Unsolved
This post is more than 5 years old
19 Posts
0
7941
October 15th, 2010 04:00
Problem with Celera NDMP over IP backup.
Hi All,
Hope I can get a help here. I have a problem last 3 days with NDMP backup one of 2 directory.
BackUp software Symantec BackUpExec 2010, last OK backup 10 OCT 2010. All backUp later finished with error
Backup set #60 on storage media #20
NDMP Log Message: Medium error
NDMP Log Message: Write failed on archive volume 1
NDMP Log Message: server_archive: emctar vol 1, 1097662 files, 0 bytes read, 1344562659328 bytes written
NDMP Data Halted: Internal Error
NDMP Log Message: Mover: Data connection socket read error.
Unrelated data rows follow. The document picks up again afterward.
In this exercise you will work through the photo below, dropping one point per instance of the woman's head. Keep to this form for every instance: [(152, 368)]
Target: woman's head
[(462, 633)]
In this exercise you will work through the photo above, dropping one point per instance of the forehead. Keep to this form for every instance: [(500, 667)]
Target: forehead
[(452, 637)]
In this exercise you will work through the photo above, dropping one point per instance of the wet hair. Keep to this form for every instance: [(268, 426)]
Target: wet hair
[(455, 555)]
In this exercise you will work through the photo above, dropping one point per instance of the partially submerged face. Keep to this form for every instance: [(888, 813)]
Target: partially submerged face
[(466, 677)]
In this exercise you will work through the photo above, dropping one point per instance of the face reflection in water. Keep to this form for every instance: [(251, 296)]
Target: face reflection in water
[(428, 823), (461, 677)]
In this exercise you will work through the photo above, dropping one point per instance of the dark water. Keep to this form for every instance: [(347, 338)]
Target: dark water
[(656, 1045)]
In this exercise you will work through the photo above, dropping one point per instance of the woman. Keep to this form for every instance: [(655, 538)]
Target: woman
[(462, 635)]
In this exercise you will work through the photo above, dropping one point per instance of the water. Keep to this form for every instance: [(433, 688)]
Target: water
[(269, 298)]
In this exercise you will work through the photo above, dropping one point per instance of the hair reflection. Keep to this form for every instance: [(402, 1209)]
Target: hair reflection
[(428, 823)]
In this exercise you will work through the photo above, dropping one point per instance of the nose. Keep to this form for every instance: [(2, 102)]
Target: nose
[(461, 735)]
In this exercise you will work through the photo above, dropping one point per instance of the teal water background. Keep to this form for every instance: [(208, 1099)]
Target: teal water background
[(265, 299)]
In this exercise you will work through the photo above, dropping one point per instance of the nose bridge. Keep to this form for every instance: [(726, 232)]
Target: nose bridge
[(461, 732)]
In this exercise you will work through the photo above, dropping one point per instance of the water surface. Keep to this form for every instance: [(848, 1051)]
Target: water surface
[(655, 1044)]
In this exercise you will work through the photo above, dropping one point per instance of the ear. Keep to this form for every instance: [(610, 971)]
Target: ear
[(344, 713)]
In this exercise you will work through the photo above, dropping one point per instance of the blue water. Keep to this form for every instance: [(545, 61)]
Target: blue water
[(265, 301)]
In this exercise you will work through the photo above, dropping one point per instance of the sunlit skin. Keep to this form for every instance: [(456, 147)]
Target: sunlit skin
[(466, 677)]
NDMP Mover Halted: Internal Error
================ NDMP ENVIRONMENT ================
FILESYSTEM=/Dept
LEVEL=0
DUMP_DATE=-1
UPDATE=Y
HIST=Y
SNAPSURE=Y
TYPE=dump
=============== NDMP ENVIRONMENT END ===============
I have secondary File System /Users in this Job with the same param and this FS backuped ok without any errors.


Andrey_ALexeev
19 Posts
0
October 15th, 2010 04:00
It is so huge
2010-10-15 06:41:26: NDMP: 4: Session 152 (thread ndmp152) tape service is on a remote side, CALLER_ADDRESS 0x11ef61f.
2010-10-15 06:41:26: NDMP: 4: Thread ndmp152 uses a set of Pax threads with handle 0.
2010-10-15 06:41:26: NDMP: 6: Thread ndmp152 filterDialect could not be set - prereqs not met [pax_cmd_thread::setFilterDialect]
2010-10-15 06:41:26: NDMP: 4: Thread ndmp152 fsSize of /automaticNDMPCkpts/automaticTempNDMPCkpt66-43-1287110480 is 2205971881984 (../pax_ndmp.cxx: 1184)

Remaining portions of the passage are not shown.